# need help with fresh water plants.



## aquilla101 (May 27, 2013)

Hi all I'm new to keeping aquatic plants and I read here on the forums about co2 injection and lighting,I have a 250l fish tank,with a yeast co2 system,with about 65 watts of light using 1 t8 bulb and 2 cfl bulbs,not to sure on the names of my plants,but I have about 5 different species of plant,and had some of them for over 2 months now and haven't seen any new growth,some seem to be dying,any help with identifying the plants and telling me what I'm doing wrong would be appreciated,thanks sorry for the long write up.


----------



## susankat (Nov 15, 2008)

Diy co2 will not work on a tank that size unless you have several bottles going. At least 6 2ltrs.

Would need a pic of the plants to help identify them. You don't have enough lighting for a lot of plants. You should also be adding some ferts, depending on the plants.


----------



## aquilla101 (May 27, 2013)

Hi thanks for the reply,ok so I need to get more co2 in there,atm I'm using marltons liquid fertz,unfortunately It seems I can't upload photos(using my phone)don't have internet,is there some way I can upload photos maybe to a website or something?thanks sorry still new to this forum still finding my way around.also how much light do you think would be good enough for my size tank.


----------



## jamnigh (Apr 24, 2013)

if you upload to photobucket you can always copy them over to here


----------



## WheeledGoat (Jan 29, 2013)

for lighting, it's going to totally depend on what plants you have. your current lighting would be ok for low light plants like val, swords, etc... it'll help a lot if you can post some pics.

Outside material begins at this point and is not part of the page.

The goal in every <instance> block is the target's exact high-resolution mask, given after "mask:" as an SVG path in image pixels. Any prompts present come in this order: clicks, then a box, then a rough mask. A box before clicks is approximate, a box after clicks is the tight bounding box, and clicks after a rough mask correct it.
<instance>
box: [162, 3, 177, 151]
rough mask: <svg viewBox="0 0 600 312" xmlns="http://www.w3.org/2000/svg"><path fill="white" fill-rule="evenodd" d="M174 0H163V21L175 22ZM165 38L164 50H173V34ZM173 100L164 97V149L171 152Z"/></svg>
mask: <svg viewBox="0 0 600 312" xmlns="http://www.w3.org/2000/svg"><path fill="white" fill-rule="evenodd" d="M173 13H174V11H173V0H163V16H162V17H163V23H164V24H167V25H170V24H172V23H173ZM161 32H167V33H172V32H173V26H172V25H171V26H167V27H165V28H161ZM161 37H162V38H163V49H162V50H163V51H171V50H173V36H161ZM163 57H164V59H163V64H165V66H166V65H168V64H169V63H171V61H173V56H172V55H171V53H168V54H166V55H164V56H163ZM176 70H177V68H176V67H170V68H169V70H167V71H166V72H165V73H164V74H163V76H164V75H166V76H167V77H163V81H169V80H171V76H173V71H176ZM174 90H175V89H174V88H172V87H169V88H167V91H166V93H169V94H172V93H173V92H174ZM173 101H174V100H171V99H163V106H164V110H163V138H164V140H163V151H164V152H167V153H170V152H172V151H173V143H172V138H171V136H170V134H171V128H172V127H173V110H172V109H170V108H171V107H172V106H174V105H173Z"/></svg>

co2 - I agree w/ susan - you're going to have a hard time getting up to 20-30ppm co2 on a tank of that size with DIY... but don't give up, every little bit will help. You may want to consider supplementing with "liquid co2" (it's not really liquid co2 - it's gluteraldehyde, another form of carbon that the plants can use) but that can start to get expensive and so may only be a temporary solution. Flourish Excel is a popular and expensive product. I use it occasionally. I've read many good things about API CO2 Booster - it's supposed to be the same thing but a good bit less expensive. I haven't bought any cause I haven't finished my first bottle of Excel yet.

There's a whole world of fertilizers you can get into, including buying dry fertilizers and mixing your own stuff. For now, to ease into it, you might try Aqueon Plant Food.


----------



## jamnigh (Apr 24, 2013)

I personally use the API CO2 booster, decently priced, 1ml per 10 gallons once a day, so for me in a 20g tank, its not much. I have had it for 2 weeks and barely put a dent in it. A 16oz bottle has enough to treat 5,000 gallons...and its about $8.


----------



## majerah1 (Oct 29, 2010)

In my honest opinion you should bite the bullet and go pressurised. It will be cheaper for you in the long run. On a tank your size dosing any liquid carbon will end up being a huge cost in order to make the plants happy enough to thrive.


----------



## jamnigh (Apr 24, 2013)

Agreed with Bev here. It will be more cost effective going pressurized. I want to, just haven't gotten to that point yet. If you do a true pressurized setup, original cost is a little high, but upkeep is almost nothing.


----------



## aquilla101 (May 27, 2013)

Thanks for the info ill be looking for a pressurized co2 tank,I'm thinking of also getting some co2 liquid for the mean time,thanks very much for the info,I managed to find all the names of my plants,still can't upload pictures,even through photo bukkit,anyway,also would like to ask if the moss that grows on rocks in the wild,and on wet rocks,is poisonous to fish,cause I put some in my fish tank,thought maybe it would grow in there,and soon after my red dwarf gourami just dropped dead.


----------